# Deathwatch Kill Team: Velox Mors



## CadoAngelus (Oct 10, 2010)

So, recently I started playing the Deathwatch RP with a couple of people, and where I was into Warhammer 40K as it was (collecting Black Templars), playing the RP got me back into the hobby.

As a small project, I created set out to create a model to represent my Char, a Black Templar Assault Marine. My brother who started playing the game with me asked if I could create his char as a model too, so I did, an Ultramarine Librarian.

Now I've found me feet again in the precision art of painting miniscule artefacts and purity seals I had a serge of eagerness where I want to create the RP groups Kill Team as a squad.

So, I have already created two other characters other than my own and my brothers: 
- Blood Angels Tactical Marine
- Dark Angels Techpriest

I will be getting parts to create:
- Ultramarine Techpriest
- Imperial Fist Apothecary
- Space Wolf Librarian
- Space Wolf Tactical Marine
- Storm Warden Devastator
- A Grey Knight Psyker
- Inquisitor Lord Commander (named Palavin by the GM).

I'll be posting pics when I get the chance to upload them. I look forward to hearing peoples views and tips if they have any.


----------



## Lethiathan (Nov 11, 2011)

Cool Ideas! May I ask where you got your signature picture?


----------



## CadoAngelus (Oct 10, 2010)

Lethiathan said:


> Cool Ideas! May I ask where you got your signature picture?


Thanks Lethiathan!

I made my sig from a picture I found on Google images, just cut it down to fit the size requirements.


----------



## CadoAngelus (Oct 10, 2010)

So, here are the pics for the first couple - I'm still scaling the images down for the other two created models.

Black Templar Assault - Brother Konstantin









Blood Angel Tactical - Brother Leonidas


----------



## Ring Master "Honka" (Oct 31, 2011)

they look good cado but can you show some bigger pictures its kinda difficult to see the details.


----------



## CadoAngelus (Oct 10, 2010)

Ring Master "Honka" said:


> they look good cado but can you show some bigger pictures its kinda difficult to see the details.


Cheers Honka. I will see if I can get some scaled images sorted.


----------



## Lethiathan (Nov 11, 2011)

Ahh, What fon't Is that? I want a similar fon't for my Chaplain sig.


----------



## CadoAngelus (Oct 10, 2010)

Lethiathan said:


> Ahh, What fon't Is that? I want a similar fon't for my Chaplain sig.


It' a custom font I downloaded a while back. I'll find out what it's called for you :biggrin:


----------



## CadoAngelus (Oct 10, 2010)

Right, so updated images for higher quality.
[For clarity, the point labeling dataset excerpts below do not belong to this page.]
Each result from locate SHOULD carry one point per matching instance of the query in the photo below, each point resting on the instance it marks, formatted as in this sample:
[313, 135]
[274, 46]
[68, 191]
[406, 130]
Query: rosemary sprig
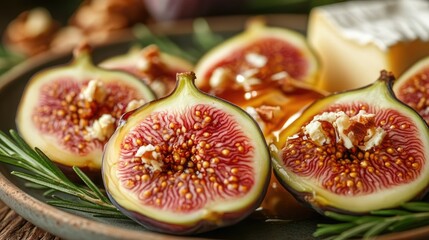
[41, 172]
[411, 215]
[202, 36]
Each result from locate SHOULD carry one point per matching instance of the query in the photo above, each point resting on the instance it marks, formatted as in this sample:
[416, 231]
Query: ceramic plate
[30, 203]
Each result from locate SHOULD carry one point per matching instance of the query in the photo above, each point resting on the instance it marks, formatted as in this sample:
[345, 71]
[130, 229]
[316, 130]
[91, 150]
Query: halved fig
[355, 151]
[258, 55]
[412, 87]
[155, 68]
[70, 111]
[268, 72]
[262, 70]
[187, 163]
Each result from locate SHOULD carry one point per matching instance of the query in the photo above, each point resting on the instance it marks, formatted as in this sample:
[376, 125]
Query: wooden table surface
[13, 226]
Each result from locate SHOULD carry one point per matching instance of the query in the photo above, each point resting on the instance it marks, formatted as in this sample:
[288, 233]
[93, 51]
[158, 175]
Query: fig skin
[411, 87]
[45, 113]
[206, 203]
[311, 176]
[272, 97]
[155, 68]
[300, 63]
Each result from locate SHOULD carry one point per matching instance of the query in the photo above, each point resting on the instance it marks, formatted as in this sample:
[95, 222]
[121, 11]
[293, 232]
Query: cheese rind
[356, 40]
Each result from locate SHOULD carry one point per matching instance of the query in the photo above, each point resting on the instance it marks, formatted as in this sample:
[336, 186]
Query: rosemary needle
[40, 171]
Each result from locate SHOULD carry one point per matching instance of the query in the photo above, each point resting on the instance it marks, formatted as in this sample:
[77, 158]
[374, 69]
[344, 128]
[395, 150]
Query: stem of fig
[185, 84]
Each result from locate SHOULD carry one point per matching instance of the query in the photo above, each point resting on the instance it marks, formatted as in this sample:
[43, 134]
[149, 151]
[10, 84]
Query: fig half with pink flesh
[70, 111]
[155, 68]
[187, 163]
[412, 87]
[355, 151]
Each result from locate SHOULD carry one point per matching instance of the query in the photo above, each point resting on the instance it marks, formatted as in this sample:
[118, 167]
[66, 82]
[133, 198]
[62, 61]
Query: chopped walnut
[359, 130]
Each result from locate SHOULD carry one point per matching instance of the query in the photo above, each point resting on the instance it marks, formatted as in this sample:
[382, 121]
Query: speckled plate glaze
[30, 203]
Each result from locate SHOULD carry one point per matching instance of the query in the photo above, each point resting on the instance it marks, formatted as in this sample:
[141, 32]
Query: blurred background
[30, 27]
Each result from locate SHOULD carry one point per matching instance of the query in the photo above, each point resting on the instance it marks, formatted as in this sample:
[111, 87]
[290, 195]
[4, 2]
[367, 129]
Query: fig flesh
[268, 72]
[411, 87]
[263, 70]
[155, 68]
[70, 111]
[187, 163]
[355, 151]
[260, 54]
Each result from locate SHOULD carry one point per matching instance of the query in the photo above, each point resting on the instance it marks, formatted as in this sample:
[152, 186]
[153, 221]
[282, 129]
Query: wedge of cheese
[356, 40]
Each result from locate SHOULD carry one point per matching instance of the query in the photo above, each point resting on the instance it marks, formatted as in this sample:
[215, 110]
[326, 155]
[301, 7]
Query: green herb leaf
[42, 173]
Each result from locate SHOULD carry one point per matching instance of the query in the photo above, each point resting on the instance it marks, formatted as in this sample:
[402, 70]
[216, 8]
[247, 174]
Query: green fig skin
[187, 163]
[372, 155]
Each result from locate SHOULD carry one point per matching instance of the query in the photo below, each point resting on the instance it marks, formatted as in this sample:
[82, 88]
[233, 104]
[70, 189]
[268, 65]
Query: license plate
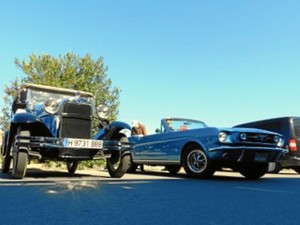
[260, 157]
[82, 143]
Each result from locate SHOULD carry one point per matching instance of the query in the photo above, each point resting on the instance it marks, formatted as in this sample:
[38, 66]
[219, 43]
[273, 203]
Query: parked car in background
[289, 127]
[49, 123]
[201, 150]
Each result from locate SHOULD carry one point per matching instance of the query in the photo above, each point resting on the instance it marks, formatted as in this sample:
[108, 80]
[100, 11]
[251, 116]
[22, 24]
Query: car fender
[24, 118]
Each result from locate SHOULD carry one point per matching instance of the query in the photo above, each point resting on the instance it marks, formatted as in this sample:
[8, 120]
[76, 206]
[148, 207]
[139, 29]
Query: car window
[185, 124]
[275, 126]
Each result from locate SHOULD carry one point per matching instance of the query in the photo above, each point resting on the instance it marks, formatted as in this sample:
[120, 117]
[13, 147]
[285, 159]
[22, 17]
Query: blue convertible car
[202, 150]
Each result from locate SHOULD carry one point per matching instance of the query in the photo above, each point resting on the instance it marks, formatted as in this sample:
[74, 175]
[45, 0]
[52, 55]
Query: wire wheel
[196, 163]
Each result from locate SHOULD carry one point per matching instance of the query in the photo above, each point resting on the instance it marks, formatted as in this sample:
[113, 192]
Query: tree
[65, 71]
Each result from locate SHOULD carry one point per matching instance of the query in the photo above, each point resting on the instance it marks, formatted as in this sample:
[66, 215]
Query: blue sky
[221, 61]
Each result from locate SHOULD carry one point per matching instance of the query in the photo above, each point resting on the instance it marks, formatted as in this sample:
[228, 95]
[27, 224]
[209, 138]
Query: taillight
[292, 145]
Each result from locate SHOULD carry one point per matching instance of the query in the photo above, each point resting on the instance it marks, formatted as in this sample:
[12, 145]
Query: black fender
[23, 118]
[111, 131]
[4, 143]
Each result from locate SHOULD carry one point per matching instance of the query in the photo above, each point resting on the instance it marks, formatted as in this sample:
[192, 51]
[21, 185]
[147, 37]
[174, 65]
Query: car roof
[55, 89]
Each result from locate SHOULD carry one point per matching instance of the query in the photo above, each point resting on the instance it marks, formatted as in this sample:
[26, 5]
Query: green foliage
[66, 71]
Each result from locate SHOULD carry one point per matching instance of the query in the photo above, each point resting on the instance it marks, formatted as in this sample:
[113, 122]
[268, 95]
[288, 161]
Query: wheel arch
[187, 145]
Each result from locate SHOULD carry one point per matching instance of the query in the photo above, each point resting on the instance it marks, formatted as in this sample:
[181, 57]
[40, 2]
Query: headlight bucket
[51, 107]
[223, 137]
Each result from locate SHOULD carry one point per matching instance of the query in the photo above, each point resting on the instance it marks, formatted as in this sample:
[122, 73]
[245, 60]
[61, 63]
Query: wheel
[277, 168]
[173, 169]
[253, 171]
[72, 166]
[6, 160]
[196, 163]
[117, 166]
[132, 167]
[20, 162]
[20, 157]
[297, 169]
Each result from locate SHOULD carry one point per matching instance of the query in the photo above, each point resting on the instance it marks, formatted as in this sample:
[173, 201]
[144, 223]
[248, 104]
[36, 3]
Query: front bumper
[247, 154]
[55, 148]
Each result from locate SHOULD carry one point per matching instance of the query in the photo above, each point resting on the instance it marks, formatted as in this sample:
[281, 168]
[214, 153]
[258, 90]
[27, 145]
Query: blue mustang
[202, 150]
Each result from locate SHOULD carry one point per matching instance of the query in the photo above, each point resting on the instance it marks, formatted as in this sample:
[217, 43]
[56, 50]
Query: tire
[20, 158]
[132, 167]
[277, 168]
[6, 158]
[196, 163]
[254, 171]
[117, 166]
[173, 169]
[72, 166]
[20, 162]
[6, 161]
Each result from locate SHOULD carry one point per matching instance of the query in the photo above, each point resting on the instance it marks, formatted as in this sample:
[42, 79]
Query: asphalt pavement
[50, 196]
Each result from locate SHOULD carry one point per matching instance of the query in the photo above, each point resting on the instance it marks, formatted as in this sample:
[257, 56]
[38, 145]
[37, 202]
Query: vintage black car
[289, 127]
[50, 123]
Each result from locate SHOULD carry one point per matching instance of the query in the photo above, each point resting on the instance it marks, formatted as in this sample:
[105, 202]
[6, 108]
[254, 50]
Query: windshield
[38, 97]
[184, 124]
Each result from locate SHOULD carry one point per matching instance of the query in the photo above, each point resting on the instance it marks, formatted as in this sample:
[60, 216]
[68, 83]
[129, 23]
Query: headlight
[51, 107]
[223, 137]
[243, 136]
[279, 141]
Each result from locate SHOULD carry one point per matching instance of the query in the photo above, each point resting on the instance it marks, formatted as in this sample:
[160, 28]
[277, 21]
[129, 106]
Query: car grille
[260, 138]
[76, 121]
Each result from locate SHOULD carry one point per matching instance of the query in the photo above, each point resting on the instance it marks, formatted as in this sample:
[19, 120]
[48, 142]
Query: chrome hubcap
[197, 161]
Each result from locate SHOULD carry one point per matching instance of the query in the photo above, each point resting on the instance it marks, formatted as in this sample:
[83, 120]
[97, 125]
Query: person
[138, 128]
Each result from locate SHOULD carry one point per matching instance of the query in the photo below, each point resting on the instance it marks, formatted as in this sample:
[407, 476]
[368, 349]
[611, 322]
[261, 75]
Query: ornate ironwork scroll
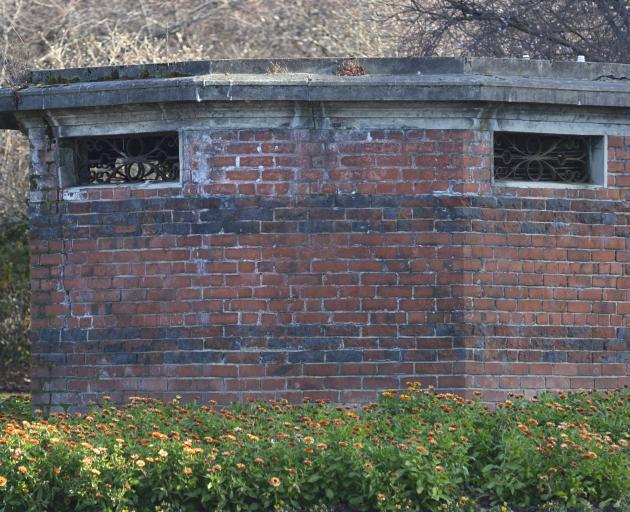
[536, 157]
[128, 159]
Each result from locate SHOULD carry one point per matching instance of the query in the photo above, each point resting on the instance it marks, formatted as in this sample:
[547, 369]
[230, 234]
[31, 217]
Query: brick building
[327, 229]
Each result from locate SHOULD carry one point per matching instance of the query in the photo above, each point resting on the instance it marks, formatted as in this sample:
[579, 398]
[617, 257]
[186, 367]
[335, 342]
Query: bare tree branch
[597, 29]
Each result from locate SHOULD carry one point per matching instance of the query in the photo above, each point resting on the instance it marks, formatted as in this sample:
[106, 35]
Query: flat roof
[426, 79]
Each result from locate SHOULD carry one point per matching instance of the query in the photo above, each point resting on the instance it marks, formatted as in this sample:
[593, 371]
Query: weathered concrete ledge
[318, 80]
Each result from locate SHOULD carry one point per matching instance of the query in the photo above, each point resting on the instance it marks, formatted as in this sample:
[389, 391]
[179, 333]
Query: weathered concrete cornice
[316, 80]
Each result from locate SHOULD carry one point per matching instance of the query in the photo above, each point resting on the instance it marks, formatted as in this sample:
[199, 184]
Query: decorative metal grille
[128, 159]
[536, 157]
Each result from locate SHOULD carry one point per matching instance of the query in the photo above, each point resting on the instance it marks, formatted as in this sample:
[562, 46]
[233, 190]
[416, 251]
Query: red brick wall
[327, 264]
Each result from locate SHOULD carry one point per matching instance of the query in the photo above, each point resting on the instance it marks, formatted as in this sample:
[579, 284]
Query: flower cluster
[415, 449]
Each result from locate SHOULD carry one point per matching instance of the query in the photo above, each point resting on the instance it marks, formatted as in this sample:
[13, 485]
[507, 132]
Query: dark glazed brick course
[328, 264]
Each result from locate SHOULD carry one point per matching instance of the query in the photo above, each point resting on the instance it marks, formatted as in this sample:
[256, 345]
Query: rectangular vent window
[548, 158]
[127, 159]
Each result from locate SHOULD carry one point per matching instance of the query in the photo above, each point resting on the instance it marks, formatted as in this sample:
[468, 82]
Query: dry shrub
[76, 33]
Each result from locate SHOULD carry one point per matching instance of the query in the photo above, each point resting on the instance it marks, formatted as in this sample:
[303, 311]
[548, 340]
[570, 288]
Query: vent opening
[548, 158]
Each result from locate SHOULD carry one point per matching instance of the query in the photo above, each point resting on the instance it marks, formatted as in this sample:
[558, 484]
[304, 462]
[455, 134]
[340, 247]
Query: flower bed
[414, 450]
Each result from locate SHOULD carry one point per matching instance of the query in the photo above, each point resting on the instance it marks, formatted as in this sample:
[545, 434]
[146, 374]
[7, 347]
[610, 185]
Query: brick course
[328, 264]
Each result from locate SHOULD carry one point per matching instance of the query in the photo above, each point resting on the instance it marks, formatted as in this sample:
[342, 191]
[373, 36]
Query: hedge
[413, 450]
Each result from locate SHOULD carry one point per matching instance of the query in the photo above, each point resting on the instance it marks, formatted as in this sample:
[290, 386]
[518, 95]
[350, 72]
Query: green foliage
[413, 451]
[14, 305]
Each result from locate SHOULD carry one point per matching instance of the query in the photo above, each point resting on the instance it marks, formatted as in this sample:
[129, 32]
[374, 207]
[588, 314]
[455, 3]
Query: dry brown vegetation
[70, 33]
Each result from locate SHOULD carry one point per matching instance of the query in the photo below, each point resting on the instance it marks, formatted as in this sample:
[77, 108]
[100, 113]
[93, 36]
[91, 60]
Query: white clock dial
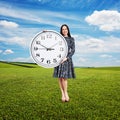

Black Templar Assault - Brother Konstantin
He was created with mostly Black Templar conversion parts. I used Sanguinary Guard legs and the Jump Pack from the GW 'Space Marine Chaplain with Jump Pack'. And a Deathwatch Shoulder Pad.









Ultramarine Librarian - Brother Servius
He was created with Death Company Legs and Sanguinary Guard Torso. The Icon on his backpack was from the Space Marine Command kit. The Sword was also Sanguinary. The Left arm had the original hand cut off and replaced with a Grey Knight force push hand. To his leg I attached a Grey Knight terminator book.









Blood Angel Tactical Marine - Brother Leonidas
He was created literally entirely with Saguinary Guard bits, apart from the Backpack which is Death Company issue. With the dagger, I took a Sanguinary ornamental dagger case (for hip decoration) and cut off the handle. I cleaned up the scabbard and glued that to the hip. I then took a standard issue dagger and cut away the blade, and glued that to the handle of the Sanguinary ornamental dagger. I then cut away the grip of the dagger handle leaving the blood drop on the end and the hand guard and glued that to a standard gun wielding hand.









Dark Angel Techpriest - Brother [Dark Angel]
He was created with a mixture of Dark Angel bits and the £13 metal cast Techpriest from GW. I used the Tech-Servo backpack entirely. I then cut the hand and axe from the techpriest metal arm and glued it to a plastic arm (so I could include the Deathwatch shoulder pad). I didn't know the existed until buying bits for this model, but, I attached a Dark Angels Techpriest shoulder pad to a standard Bolt Pistol arm, and glued a Dark Angel Techpriest helmet to the Dark Angel body.


----------